Qu'est-ce qu'un Cadre de Chaîne d'Élimination Cybernétique ?

Conçu par Lockheed Martin, le cadre de la chaîne d'élimination cybernétique est une adaptation du modèle de la chaîne d'élimination militaire, conçu pour identifier et contrecarrer les agissements ennemis.

Il permet aux équipes de sécurité de comprendre et de combattre les intrusions en décrivant les différentes étapes d'une cyberattaque. De plus, il identifie des points critiques à chaque étape où les professionnels de la cybersécurité peuvent détecter, identifier et intercepter les assaillants.

La chaîne d'élimination cybernétique contribue à la protection contre les menaces persistantes avancées (APT), où les auteurs malveillants consacrent un temps considérable à l'observation de leurs victimes et à la planification de cyberattaques. Ces attaques font fréquemment appel à des logiciels malveillants, des chevaux de Troie, des tactiques d'ingénierie sociale et autres.

Le modèle de la chaîne d'élimination cybernétique est constitué de sept phases : reconnaissance, armement, livraison, exploitation, installation, commande et contrôle, et actions sur les objectifs.

Chaque phase représente une étape du processus d'attaque.

Phases du Cadre de la Chaîne d'Élimination Cybernétique

Le cadre de cybersécurité de la chaîne d'élimination cybernétique aide les équipes de sécurité à anticiper les mouvements des attaquants pour une interception plus rapide.

Crédit image : Lockheed Martin

Voici les sept phases du processus de la chaîne d'élimination cybernétique.

#1. Reconnaissance

La phase de reconnaissance consiste à collecter des informations sur la cible visée, qu'il s'agisse d'un individu ou d'un réseau.

On distingue deux types de phases de reconnaissance.

Reconnaissance Passive

Durant cette étape, les pirates s'efforcent d'amasser des données à partir de sources accessibles au public. Cela peut comprendre l'examen de WHOIS, des offres d'emploi, de LinkedIn, des profils de réseaux sociaux, des sites Web d'entreprises, etc. Ils peuvent également utiliser des outils tels qu'ARIN ou SHODAN pour détecter des vulnérabilités et des points d'entrée potentiels.

Comme la reconnaissance passive n'implique aucune interaction avec les organisations, les pirates cherchent à recueillir un maximum d'informations sur leur cible au cours de cette phase.

Reconnaissance Active

Dans cette phase, les acteurs malveillants interagissent directement avec votre organisation afin de recueillir des informations qui pourraient les aider à s'introduire dans votre réseau d'entreprise. Ils utilisent des outils tels que NMAP, des scanners de vulnérabilités, des scanners de ports ou la capture de bannières.
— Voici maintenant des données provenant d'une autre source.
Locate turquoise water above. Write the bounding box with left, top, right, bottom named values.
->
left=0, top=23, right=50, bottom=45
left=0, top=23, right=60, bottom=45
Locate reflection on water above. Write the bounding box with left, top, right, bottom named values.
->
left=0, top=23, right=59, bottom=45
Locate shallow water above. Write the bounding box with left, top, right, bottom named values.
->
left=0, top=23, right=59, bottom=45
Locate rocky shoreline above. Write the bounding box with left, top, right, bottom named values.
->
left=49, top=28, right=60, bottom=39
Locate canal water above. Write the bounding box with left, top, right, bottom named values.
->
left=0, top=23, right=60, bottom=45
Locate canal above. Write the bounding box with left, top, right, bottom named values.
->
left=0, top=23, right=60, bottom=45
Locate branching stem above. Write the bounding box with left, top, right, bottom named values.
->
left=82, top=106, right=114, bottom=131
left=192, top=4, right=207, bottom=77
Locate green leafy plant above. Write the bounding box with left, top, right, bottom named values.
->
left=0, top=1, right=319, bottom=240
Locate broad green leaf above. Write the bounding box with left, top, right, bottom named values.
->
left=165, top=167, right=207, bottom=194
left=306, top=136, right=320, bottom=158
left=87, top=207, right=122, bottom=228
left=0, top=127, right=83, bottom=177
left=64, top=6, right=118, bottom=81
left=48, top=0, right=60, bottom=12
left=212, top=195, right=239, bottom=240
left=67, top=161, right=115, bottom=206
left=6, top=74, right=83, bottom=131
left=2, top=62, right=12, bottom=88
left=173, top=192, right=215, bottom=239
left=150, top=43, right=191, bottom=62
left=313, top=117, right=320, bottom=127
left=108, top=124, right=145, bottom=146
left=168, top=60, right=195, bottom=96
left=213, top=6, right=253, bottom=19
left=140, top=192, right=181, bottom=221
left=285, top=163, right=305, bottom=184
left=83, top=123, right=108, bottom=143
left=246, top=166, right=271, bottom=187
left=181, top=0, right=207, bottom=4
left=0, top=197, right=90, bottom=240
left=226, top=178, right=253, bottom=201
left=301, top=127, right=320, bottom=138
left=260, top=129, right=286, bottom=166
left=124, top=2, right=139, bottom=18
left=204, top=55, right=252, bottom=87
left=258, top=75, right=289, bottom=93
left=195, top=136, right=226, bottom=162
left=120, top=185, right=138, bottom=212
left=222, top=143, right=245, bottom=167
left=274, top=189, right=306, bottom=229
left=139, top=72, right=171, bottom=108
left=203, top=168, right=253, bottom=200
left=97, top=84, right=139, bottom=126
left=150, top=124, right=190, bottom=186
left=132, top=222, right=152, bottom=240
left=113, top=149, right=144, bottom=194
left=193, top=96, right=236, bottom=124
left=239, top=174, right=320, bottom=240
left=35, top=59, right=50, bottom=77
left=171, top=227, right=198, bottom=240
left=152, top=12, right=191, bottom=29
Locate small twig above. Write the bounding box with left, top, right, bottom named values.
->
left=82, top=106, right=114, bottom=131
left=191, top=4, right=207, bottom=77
La phase de reconnaissance joue un rôle déterminant dans toute cyberattaque. Plus un acteur malveillant dispose d'informations sur le réseau de sa cible, mieux il pourra planifier ses attaques.
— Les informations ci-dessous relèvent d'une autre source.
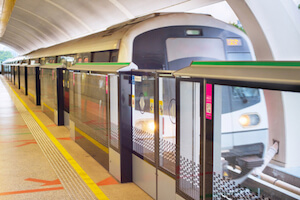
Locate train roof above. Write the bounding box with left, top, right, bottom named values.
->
left=22, top=13, right=248, bottom=59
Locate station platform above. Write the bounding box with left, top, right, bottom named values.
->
left=0, top=75, right=152, bottom=200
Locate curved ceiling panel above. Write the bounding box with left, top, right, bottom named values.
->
left=0, top=0, right=221, bottom=54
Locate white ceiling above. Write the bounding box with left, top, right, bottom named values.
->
left=0, top=0, right=223, bottom=54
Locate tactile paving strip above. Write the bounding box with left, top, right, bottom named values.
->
left=3, top=81, right=97, bottom=200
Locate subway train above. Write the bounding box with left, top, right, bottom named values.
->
left=0, top=13, right=276, bottom=200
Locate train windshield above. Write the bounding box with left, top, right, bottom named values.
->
left=166, top=38, right=226, bottom=70
left=222, top=86, right=261, bottom=114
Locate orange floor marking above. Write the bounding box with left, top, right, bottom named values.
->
left=46, top=124, right=56, bottom=127
left=0, top=187, right=64, bottom=196
left=0, top=125, right=27, bottom=130
left=16, top=142, right=37, bottom=147
left=97, top=177, right=119, bottom=186
left=25, top=178, right=61, bottom=186
left=56, top=136, right=83, bottom=140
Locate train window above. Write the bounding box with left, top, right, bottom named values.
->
left=83, top=57, right=89, bottom=63
left=177, top=81, right=201, bottom=199
left=30, top=59, right=40, bottom=65
left=222, top=86, right=261, bottom=114
left=166, top=38, right=225, bottom=70
left=132, top=76, right=155, bottom=162
left=57, top=55, right=76, bottom=63
left=110, top=50, right=119, bottom=62
left=76, top=53, right=92, bottom=63
left=159, top=78, right=176, bottom=174
left=45, top=57, right=56, bottom=64
left=93, top=51, right=110, bottom=62
left=212, top=85, right=300, bottom=199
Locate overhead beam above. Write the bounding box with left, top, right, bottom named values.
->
left=0, top=0, right=16, bottom=37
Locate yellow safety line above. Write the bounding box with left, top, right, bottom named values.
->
left=75, top=126, right=109, bottom=154
left=43, top=103, right=54, bottom=112
left=10, top=87, right=108, bottom=200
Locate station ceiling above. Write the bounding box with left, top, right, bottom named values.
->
left=0, top=0, right=223, bottom=55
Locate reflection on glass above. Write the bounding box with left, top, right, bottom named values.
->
left=132, top=76, right=155, bottom=162
left=213, top=85, right=300, bottom=199
left=69, top=72, right=108, bottom=147
left=41, top=69, right=57, bottom=121
left=159, top=78, right=176, bottom=174
left=27, top=67, right=36, bottom=103
left=179, top=81, right=200, bottom=199
left=109, top=75, right=119, bottom=150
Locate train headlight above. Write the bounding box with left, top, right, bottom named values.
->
left=239, top=114, right=260, bottom=127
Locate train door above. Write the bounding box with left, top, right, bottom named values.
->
left=63, top=69, right=70, bottom=127
left=176, top=78, right=204, bottom=199
left=132, top=72, right=156, bottom=198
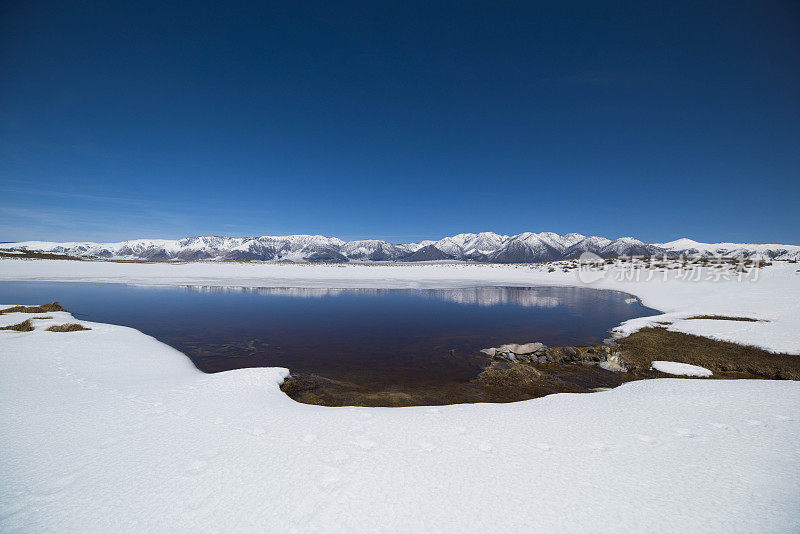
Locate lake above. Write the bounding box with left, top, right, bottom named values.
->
left=0, top=282, right=656, bottom=394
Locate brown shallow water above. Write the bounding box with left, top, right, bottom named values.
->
left=0, top=283, right=656, bottom=404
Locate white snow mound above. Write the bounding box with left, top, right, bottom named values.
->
left=651, top=360, right=712, bottom=377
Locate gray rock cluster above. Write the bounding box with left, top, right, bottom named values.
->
left=481, top=343, right=625, bottom=371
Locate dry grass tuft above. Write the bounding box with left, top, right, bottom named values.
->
left=47, top=323, right=91, bottom=332
left=686, top=315, right=766, bottom=323
left=0, top=319, right=33, bottom=332
left=0, top=302, right=67, bottom=315
left=617, top=327, right=800, bottom=380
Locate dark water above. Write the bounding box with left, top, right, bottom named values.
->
left=0, top=282, right=655, bottom=385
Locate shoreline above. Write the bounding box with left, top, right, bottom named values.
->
left=0, top=296, right=800, bottom=532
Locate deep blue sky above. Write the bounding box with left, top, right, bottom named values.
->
left=0, top=0, right=800, bottom=243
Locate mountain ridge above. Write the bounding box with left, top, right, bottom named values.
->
left=0, top=232, right=800, bottom=263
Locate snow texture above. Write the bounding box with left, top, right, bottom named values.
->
left=652, top=360, right=713, bottom=377
left=0, top=260, right=800, bottom=532
left=0, top=259, right=800, bottom=354
left=0, top=312, right=800, bottom=532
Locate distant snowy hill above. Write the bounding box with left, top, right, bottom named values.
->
left=0, top=232, right=800, bottom=263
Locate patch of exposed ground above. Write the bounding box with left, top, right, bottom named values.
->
left=0, top=302, right=67, bottom=315
left=281, top=358, right=626, bottom=407
left=617, top=327, right=800, bottom=380
left=0, top=319, right=33, bottom=332
left=47, top=323, right=91, bottom=332
left=281, top=327, right=800, bottom=406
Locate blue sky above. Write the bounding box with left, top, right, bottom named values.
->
left=0, top=1, right=800, bottom=243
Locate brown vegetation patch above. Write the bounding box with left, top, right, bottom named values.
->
left=0, top=319, right=33, bottom=332
left=0, top=250, right=89, bottom=261
left=0, top=302, right=67, bottom=315
left=686, top=315, right=766, bottom=323
left=47, top=323, right=91, bottom=332
left=281, top=361, right=635, bottom=407
left=617, top=327, right=800, bottom=380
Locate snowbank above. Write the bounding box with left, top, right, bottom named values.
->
left=652, top=360, right=713, bottom=377
left=0, top=312, right=800, bottom=532
left=0, top=259, right=800, bottom=354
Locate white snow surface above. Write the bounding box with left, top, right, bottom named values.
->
left=651, top=360, right=713, bottom=377
left=0, top=259, right=800, bottom=354
left=0, top=312, right=800, bottom=533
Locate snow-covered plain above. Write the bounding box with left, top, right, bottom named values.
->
left=0, top=259, right=800, bottom=354
left=0, top=260, right=800, bottom=532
Pour contrer les acteurs malveillants lors des phases de reconnaissance passive et active, vous pouvez suivre les mesures suivantes :

  • Limitez l'exposition des informations publiques que les pirates pourraient exploiter pour planifier des attaques de phishing.
  • Mettez en place une politique d'utilisation appropriée des médias sociaux.
  • Modifiez les messages d'erreur du serveur pour qu'ils ne divulguent pas publiquement d'informations cruciales sur votre réseau.
  • Désactivez les ports et services inutilisés.
  • Déployez un pare-feu avec une fonctionnalité de système de prévention des intrusions (IPS).

L'objectif principal de la phase de reconnaissance est de découvrir une faille que les pirates pourraient exploiter pour pénétrer dans votre réseau.

Par conséquent, la mise en place de pots de miel et de réseaux de pots de miel est un excellent moyen de déceler les vulnérabilités de votre réseau et de renforcer vos défenses.

#2. Armement

La phase d'armement consiste à créer un outil d'attaque (vecteur d'attaque) capable d'exploiter les failles du système ou du réseau identifiées lors de la phase de reconnaissance.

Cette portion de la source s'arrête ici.